Konsep khilāfah menurut HTI adalah sebagai berikut:
1.    Khalīfah 
Menurut HTI, khalifah adalah orang yang mewakili umat dalam menjalankan pemerintahan dan menerapkan hukum-hukum syari’ah. Seorang khalīfah diangkat oleh kaum Muslim dengan cara bai’at. Untuk menjadi seorang khalīfah harus memenuhi syarat-syarat sebagai berikut: Khalīfah harus seorang Muslim, harus laki-laki, harus baligh, harus berakal, harus seorang yang adil, harus orang merdeka, dan /harus yang mampu. Menurut HTI, kaum Muslim di seluruh dunia wajib berada dalam satu negara dan wajib pula hanya ada satu khalīfah. Pendapat ini didasarkan pada hadits Rasulullah s.a.w., yang artinya: “Siapa saja yang telah membai’at seorang imam/khalīfah, lalu ia telah memberinya genggaman tangannya dan buah hatinya, hendaklah ia menaatinya sesuai dengan kemampuannya. Kemudian jika datang ornag lain yang hendak merebut kekuasaannya, maka penggallah orang itu”. (HR. Muslim) Seorang khalīfah tidak dibatasi masa jabatannya, tetapi seorang khalīfah bisa dipecat (dima’zulkan) apabila khalīfah kehilangan satu dari tujuh syarat di atas. Lembaga yang berhak memecat khalīfah adalah Mahkamah Mazālim (Mahkamah Agung). 

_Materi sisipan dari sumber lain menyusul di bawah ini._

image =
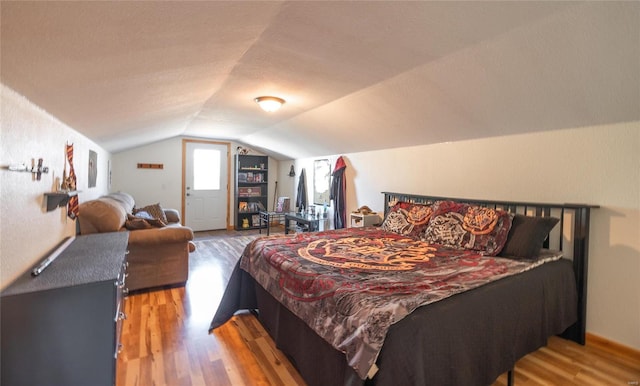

2.    Para Mu’āwin al-Tafwīd 
Mu’āwin al-Tafwīd adalah pembantu yang telah diangkat oleh khalīfah untuk membantunya dalam mengemban tanggungjawab dan melaksanakan tugas-tugas kekhilafahan. Dengan demikian, khalīfah mendelegasikan kepada Mu’āwin al-Tafwīd pengaturan berbagai urusan menurut pendapatnya dan melaksanakannya berdasarkan ijtihadnya sesuai dengan ketentuan hukum-hukum syari’ah. Syarat-syarat seorang Mu’āwin al-Tafwīd sama dengan syarat-syarat seorang khalīfah. Tugas-tugas Mu’āwin al-Tafwīd antara lain menangani hubungan internasional, militer atau tentara, aparat/instansi negara selain militer, hubungan dengan rakyat. 
3.    Wuzarā’ al-Tanfīz 
Wuzarā’ al-Tanfīz adalah pembantu khalīfah dalam kesekretariatan. Tugasnya menyangkut bidang administratif, dan bukan pemerintahan. Syarat seorang Wuzarā’ al-Tanfīz adalah laki-laki dan Muslim.Para Wali 
Wali adalah orang yang diangkat oleh khalīfah sebagai pengusaha untuk suatu wilayah (propinsi) serta menjadi amir (pemimpin/gubernur) wilayah itu. Aktifitas wali wajib dikontrol oleh khalīfah dan para mu’āwinnya. 
4.    Amīr al-Jihād Amīr al-Jihād terdiri dari empat instansi, yaitu bidang luar negeri, peperangan, keamanan dalam negeri, dan industri.[6]

Premis :
1. Hizbut Tahrir bertujuan membangun kembali Daulah Khilafah Islamiyah di muka bumi,                      sehingga hukum yang diturunkan Allah SWT dapat diberlakukan kembali
2. HTI, berdasarkan karakter ideologis dan politisnya, sangat menolak saqafah saqafahasing yang            diantaranya adalah nasionalisme
3. HTI berkeyakinan bahwa sistem pemerintahan Islam yang diwajibkan oleh Tuhan alam                        semesta adalah sistem khilāfah

Konklusi :
Hizbut Tahrir bertujuan membangun kembali Daulah Khilafah Islamiyah di muka bumi, sehingga hukum yang diturunkan Allah SWT dapat diberlakukan kembali. Hizbut Tahrir bermaksud membangkitkan kembali umat Islam dari kemerosotan yang amat parah, membebaskan umat dari ide-ide, sistem perundang-undangan, dan hukum-hukum kufur, serta membebaskan mereka dari cengkeraman dominasi dan pengaruh negara-negara kafir. HTI, berdasarkan karakter ideologis dan politisnya, sangat menolak saqafah saqafahasing yang diantaranya adalah nasionalisme. HTI menganggap bahwa Barat telah meracuni umat Islam dengan paham kedaerahan yang sempit. Dalam sistem pemerintahannya, HTI berkeyakinan sistem pemerintahan Islam yang diwajibkan oleh Tuhan alam semesta adalah sistem khilāfah.